Band
Virgin Black
Title
Requiem: Fortissimo
Type
LP/EP
Company
The End
YOR
2008
Style
Doom/Stoner
Popular Reviews
| Virgin Black Requiem: Fortissimo
Company: The End Records Release: 2008 Genre: Doom Reviewer: Raising Iron | |
Weighty, seamless piece of miseryVirgin Black's beautifully brutal Requiem: Fortissimo has dropped to earth like a bank safe filled with anvils off Ayers Rock (they are from Australia after all!). This is actually the second album to be released as part of a trilogy entitled Requiem, but it's the third in the trilogy proper! Confused? Ok, here's the scoop, Part one, entitled Requiem: Pianissimo has been recorded but has yet to be released. Its focus, compositionally speaking, is orchestration with drums and guitars completely forgone. Part two, entitled Requiem: Mezzo Forte was released in 2007 and is in the traditional Virgin Black sound. For those not familiar, think early My Dying Bride ala The Angel and the Dark River but maybe with a bit more gothic/atmospheric overtones. Finally, at hand we have part three, Requiem: Fortissimo, released early in 2008, and what a weighty album it is.

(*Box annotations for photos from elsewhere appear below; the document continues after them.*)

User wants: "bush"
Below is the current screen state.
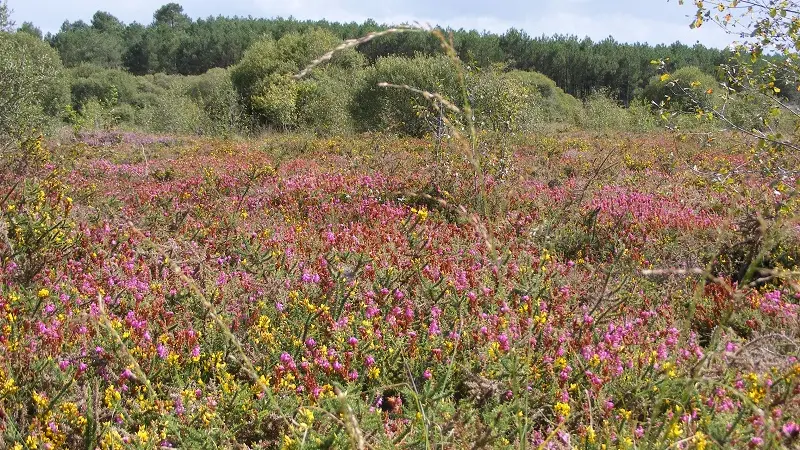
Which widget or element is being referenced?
[185,69,244,135]
[0,32,68,150]
[507,70,583,124]
[581,90,633,130]
[642,66,721,113]
[136,88,212,134]
[296,67,364,135]
[468,69,545,132]
[351,55,460,136]
[231,29,339,128]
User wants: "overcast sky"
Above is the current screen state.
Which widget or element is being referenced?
[8,0,734,47]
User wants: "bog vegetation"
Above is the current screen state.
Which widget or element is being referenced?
[0,1,800,450]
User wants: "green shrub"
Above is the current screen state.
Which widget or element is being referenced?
[136,89,206,134]
[296,66,364,135]
[507,70,583,123]
[0,32,68,150]
[468,69,545,132]
[231,29,339,128]
[185,69,244,135]
[581,90,632,131]
[642,66,721,113]
[351,56,460,136]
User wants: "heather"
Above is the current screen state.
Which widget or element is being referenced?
[0,128,800,449]
[0,1,800,450]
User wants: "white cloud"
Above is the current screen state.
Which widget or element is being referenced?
[9,0,733,47]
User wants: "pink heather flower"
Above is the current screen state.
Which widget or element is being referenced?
[497,334,510,352]
[783,422,800,439]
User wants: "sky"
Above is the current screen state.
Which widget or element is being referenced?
[8,0,735,48]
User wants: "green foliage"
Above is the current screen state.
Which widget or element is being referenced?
[581,90,635,131]
[643,66,720,113]
[186,69,244,135]
[136,86,206,135]
[0,0,14,32]
[17,22,43,39]
[231,29,342,129]
[0,32,67,149]
[508,70,581,123]
[250,73,300,130]
[296,66,364,135]
[352,56,460,136]
[469,70,547,132]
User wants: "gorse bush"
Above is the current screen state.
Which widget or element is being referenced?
[184,69,246,135]
[351,55,460,136]
[642,66,721,113]
[0,31,68,153]
[231,29,339,129]
[468,70,553,132]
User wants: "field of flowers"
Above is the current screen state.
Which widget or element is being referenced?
[0,129,800,450]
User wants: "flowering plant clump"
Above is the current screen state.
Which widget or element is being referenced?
[0,134,800,449]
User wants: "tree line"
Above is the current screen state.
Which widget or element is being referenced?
[19,3,729,104]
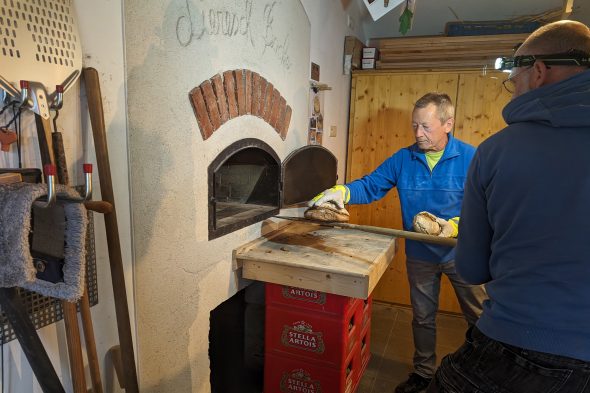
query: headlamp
[494,50,590,71]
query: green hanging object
[399,1,414,35]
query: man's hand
[307,184,350,209]
[414,212,459,237]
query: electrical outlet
[346,14,354,30]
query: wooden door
[346,72,509,312]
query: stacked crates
[264,283,371,393]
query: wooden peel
[275,216,457,247]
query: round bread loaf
[303,202,350,222]
[414,212,442,236]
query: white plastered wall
[125,0,310,392]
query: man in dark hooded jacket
[428,21,590,393]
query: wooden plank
[370,33,529,49]
[374,34,528,69]
[234,222,396,299]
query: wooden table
[234,222,396,299]
[234,222,396,393]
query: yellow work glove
[436,217,459,237]
[414,212,459,237]
[307,184,350,209]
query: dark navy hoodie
[456,70,590,361]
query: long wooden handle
[82,68,139,393]
[51,105,103,393]
[80,286,103,393]
[35,114,86,393]
[275,216,457,247]
[61,300,87,393]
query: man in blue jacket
[428,21,590,393]
[310,93,485,393]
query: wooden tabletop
[234,222,396,299]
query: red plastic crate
[352,320,371,392]
[359,296,373,330]
[359,321,371,378]
[264,343,361,393]
[266,283,360,315]
[264,304,362,367]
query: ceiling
[356,0,580,39]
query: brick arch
[189,70,292,140]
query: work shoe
[395,373,432,393]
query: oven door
[280,145,338,208]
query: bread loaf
[303,202,350,222]
[414,212,442,236]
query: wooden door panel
[455,72,512,146]
[347,73,459,312]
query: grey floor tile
[356,302,467,393]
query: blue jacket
[456,70,590,361]
[347,134,475,263]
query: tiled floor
[357,302,467,393]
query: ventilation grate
[0,0,80,68]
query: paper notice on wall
[363,0,406,20]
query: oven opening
[209,139,281,239]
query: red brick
[279,105,292,140]
[252,72,260,116]
[244,70,252,115]
[211,74,229,124]
[223,71,238,119]
[188,87,214,140]
[262,82,278,124]
[234,70,246,116]
[256,77,268,118]
[201,80,221,131]
[272,96,287,134]
[272,89,282,128]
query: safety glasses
[495,50,590,71]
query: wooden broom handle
[82,68,139,393]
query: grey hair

Winter or Evoken immediately jump to mind when describing this slab of funeral doom. But whilst those bands strictly stay at the death end of the grave, Virgin Black still mixes in atmospheric choruses and orchestrations. The point of this effort, according to the band, was to end the trilogy heavy as hell and man have they succeeded. Founder/keyboardist Rowan London's guttural death vocals reach deep under the trampled earth and bestialize the listener while gorgeous and depressing female vocals move in and out of the background. I assume this is guitarist/cellist Samantha Escarbe doing the female vox but nothing in the booklet hints as to who is actually singing. A number of bands have attempted this style and succeeded to various degrees, but nothing I've heard in recent memory mixes these variant styles into exceptional dynamics to create such a seamless piece of misery as this.
Another bit of grace to be found here is the length of the album. Such excursions can carry on well past the hour mark and leave the listener bewildered in bleakness, but here things are mercifully cut short at the 44 minute mark. Now we're just waiting for the first part of this trilogy to be released to complete the entire triptych, then may we all find a dark corner to brood in, no wrist cutting please!